If you were escaping a sinister four-wheeled kidnapping, say, how would you make that leap of faith and live to tell the tale?
“In any extreme situation we need to make a decision and react quickly,” says Andreas Petrides, one of the UK’s leading stunt performers and founder of the British Action Academy. “The key is not to panic – you have to take control and get yourself onto autopilot.” And with an extensive CV that includes Star Wars, Mission: Impossible and four James Bond movies, he’s certainly no stranger to performing death-defying, high-speed stunts himself.

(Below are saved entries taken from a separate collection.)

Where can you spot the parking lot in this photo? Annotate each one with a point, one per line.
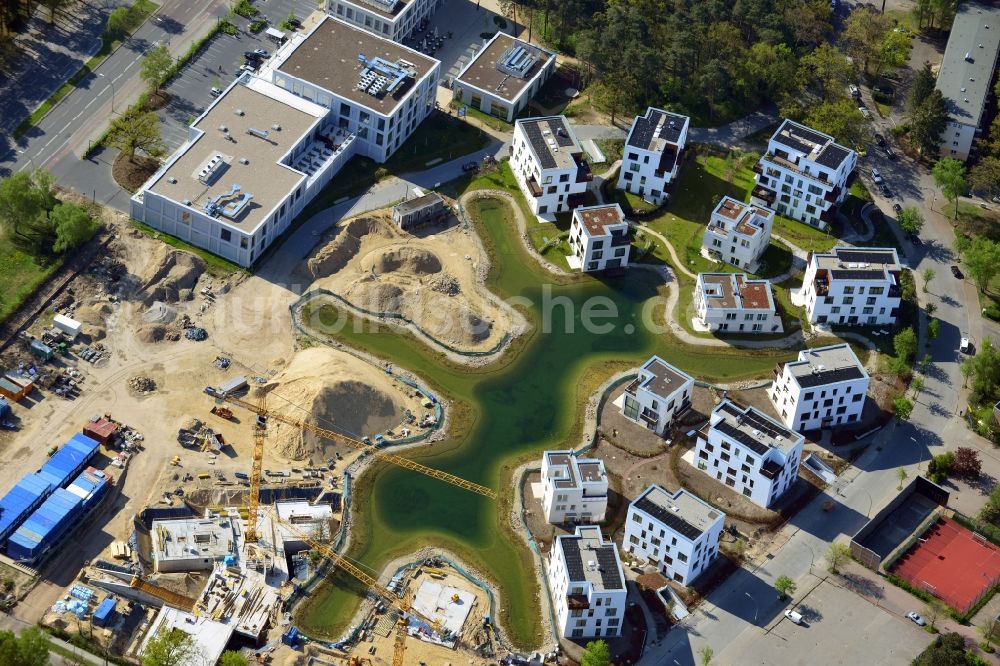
(216, 66)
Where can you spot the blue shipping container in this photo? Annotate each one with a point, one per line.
(44, 527)
(105, 613)
(22, 499)
(68, 461)
(90, 488)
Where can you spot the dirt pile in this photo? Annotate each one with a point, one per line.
(409, 260)
(335, 390)
(170, 275)
(331, 257)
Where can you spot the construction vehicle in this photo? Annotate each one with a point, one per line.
(223, 412)
(336, 437)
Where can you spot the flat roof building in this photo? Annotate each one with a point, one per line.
(503, 76)
(965, 78)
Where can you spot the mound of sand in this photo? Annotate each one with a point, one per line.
(168, 273)
(150, 333)
(408, 260)
(338, 391)
(333, 256)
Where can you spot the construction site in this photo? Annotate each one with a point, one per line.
(212, 453)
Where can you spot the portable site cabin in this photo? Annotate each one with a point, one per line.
(70, 327)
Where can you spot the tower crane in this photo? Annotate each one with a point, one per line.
(263, 412)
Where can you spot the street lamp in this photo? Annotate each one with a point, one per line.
(754, 606)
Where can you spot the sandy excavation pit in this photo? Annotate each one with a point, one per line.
(434, 279)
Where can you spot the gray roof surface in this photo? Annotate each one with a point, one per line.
(965, 84)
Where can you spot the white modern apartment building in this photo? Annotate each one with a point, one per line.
(587, 585)
(598, 236)
(738, 233)
(547, 161)
(965, 78)
(852, 286)
(825, 387)
(271, 142)
(653, 152)
(730, 303)
(677, 533)
(503, 76)
(804, 175)
(392, 19)
(658, 395)
(573, 489)
(750, 452)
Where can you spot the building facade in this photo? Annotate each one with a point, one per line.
(503, 76)
(824, 388)
(659, 395)
(750, 452)
(598, 237)
(804, 175)
(587, 585)
(852, 286)
(654, 150)
(678, 533)
(965, 78)
(731, 303)
(547, 161)
(738, 233)
(574, 490)
(391, 19)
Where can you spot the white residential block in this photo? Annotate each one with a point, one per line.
(738, 233)
(573, 489)
(731, 303)
(750, 452)
(587, 585)
(653, 153)
(658, 395)
(804, 174)
(825, 387)
(547, 161)
(598, 237)
(677, 533)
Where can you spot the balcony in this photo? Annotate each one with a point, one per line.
(533, 187)
(764, 194)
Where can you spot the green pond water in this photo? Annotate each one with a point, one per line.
(525, 404)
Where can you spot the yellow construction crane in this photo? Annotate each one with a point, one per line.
(257, 464)
(262, 411)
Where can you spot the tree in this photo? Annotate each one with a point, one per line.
(905, 345)
(784, 586)
(981, 257)
(923, 85)
(169, 647)
(902, 408)
(839, 119)
(984, 177)
(155, 66)
(597, 654)
(910, 220)
(233, 658)
(137, 131)
(949, 176)
(967, 463)
(837, 554)
(928, 121)
(73, 226)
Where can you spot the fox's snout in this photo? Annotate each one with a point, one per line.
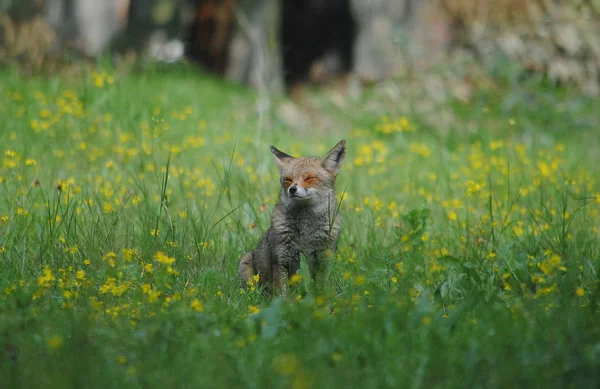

“You may be scared and you may get injured in the process,” he adds, “but if you follow these techniques, it should keep you from serious injury and save your life.” Don’t try this at home, kids.
1 WATCH YOUR SPEED
“The first thing you need to think about is speed. Obviously the slower the vehicle is travelling, the better. You’ll have more control and the time it takes your body to decelerate is reduced, which will mean fewer impact points to your body from the ground. The faster you tumble, the more friction will be working against your body. Stay alert for any dips in speed.”
2 PICK YOUR DROP ZONE
“The second thing you need to watch out for is surface. Landing into water would be ideal – if it’s deep enough and clear of objects then there will be nothing hard impacting against your body. Landing on grass or sand would be preferable to tarmac or concrete; harder surfaces allow no give and the impacts and damage to your body could be more severe.”
3 PREPARE FOR LANDING
“Before you jump, grab whatever you can and use it to help cushion your fall and give you extra protection – extra clothing, jackets, cushions, floor mats… You could even try removing the rear seat and land with it as a pad. Open the car door as wide as you can, so it doesn’t obstruct your fall. If you hit it, you could bounce and be sent back towards the wheels.”
4 STAY LOW AND LOOSE
“When exiting the vehicle, keep your body relaxed. Do not tense up – this will make the impacts harder and can strain or tear muscles. The lower you can get to the ground the better, as the first impact is normally the worst. Try and face in the opposite direction to the travelling vehicle – this will allow you to roll backwards and stop your face from hitting the ground.”
5 HOLD YOUR POSITION
“Keep your chin on your chest, elbows and knees tucked in and legs slightly bent. Both feet should leave the car at the same time or your legs will split. Don’t jump up high or out far – this makes the body position more unpredictable on first impact. Always try to land feet first and then on the centre of your back to ensure you get the safest landing.”